I think the real benefit of that option is potential sales of an author’s other books after someone downloads their free book and likes it. Since I have only one book published, this program would not benefit me now, but I’m watching how it’s working for others. So far, I’m definitely undecided whether I should take part in the future.

The downside to the program is exclusivity. While your e-book is enrolled in KDP Select, it can’t be available anywhere else—not for sale, not for free. (This refers to e-book only.) So, each author has to consider how this might affect their sales. In my case, so far, 85% of my e-book sales have come through Amazon. Since the free Kindle app is available for PC, Mac, most Smartphones, and the iPad, the KDP Select exclusivity eliminates mostly those who own the Nook reader.

So there you go, my essay on how I spent the last five days. What have you been up to?

A lack of ideas is not the problem

Last night, during a phone conversation with my youngest sister, she asked what I’m writing now. My answer was, “Nothing.” Her response, “Do you want me to give you some ideas?” You can probably guess my answer.

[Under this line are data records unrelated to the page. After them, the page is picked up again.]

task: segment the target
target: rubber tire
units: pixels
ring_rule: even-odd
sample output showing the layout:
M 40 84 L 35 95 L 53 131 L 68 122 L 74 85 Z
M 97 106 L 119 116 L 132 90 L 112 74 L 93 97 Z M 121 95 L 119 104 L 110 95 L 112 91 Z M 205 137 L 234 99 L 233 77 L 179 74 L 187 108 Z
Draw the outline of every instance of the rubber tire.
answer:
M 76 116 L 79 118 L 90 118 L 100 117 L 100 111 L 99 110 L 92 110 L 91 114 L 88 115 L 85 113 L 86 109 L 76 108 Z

I don’t have a lack of ideas. I have a file full of story ideas, some with opening lines or paragraphs, and maybe the ending. Unlike for many of you, it’s not even a lack of time that keeps me from developing those ideas. I have plenty of that.

It’s also not a lack of motivation keeping those stories unwritten. To be a successful self-published author, you need to put out good work often, at least until you’ve built up a reasonably sized back catalogue. That’s serious motivation.

I’m just waiting on that spark of inspiration. Wait! Don’t roll your eyes. I know the only way to write is to write. I know writing is work. Hard work. I know you have to get your butt in the chair and your fingers on the keyboard. But for me, a lot has to happen before I get to that point.

Yes, I could review the notes I’ve made on one of these ideas and just start typing. I might get something solid—a paragraph of narrative, a bit of dialogue—but I’d also get a lot of garbage. I get impatient—overwhelmed—by garbage. I’m lazy. For me, it’s too much work to cull the few salvable bits from the reams of dross. That’s why I can’t participate in NaNoWriMo.

I think one of the hardest things for me as a beginning writers was to discover what method to use. Some authors write longhand on paper. Some write, then rewrite starting from scratch. Others plan out their entire story in detail before they write the first word. Still others, keep writing to the end of a draft without even a glance back at what they’ve previously written. It took me awhile to discover none of those worked best for me.

As I began writing this post, I had a particular short story niggling at my brain. I’ve been stuck writing it because I need to make a decision about the villain. However, halfway through writing this post, another story came to mind. It’s one I wrote almost seven years ago, but never felt satisfied with. I don’t know why it resurfaced now, but suddenly I have an idea how to revise it. I’m excited to get to work. My Muse will sort out that villain another day.

Be ready. You never know when inspiration will inspire strike.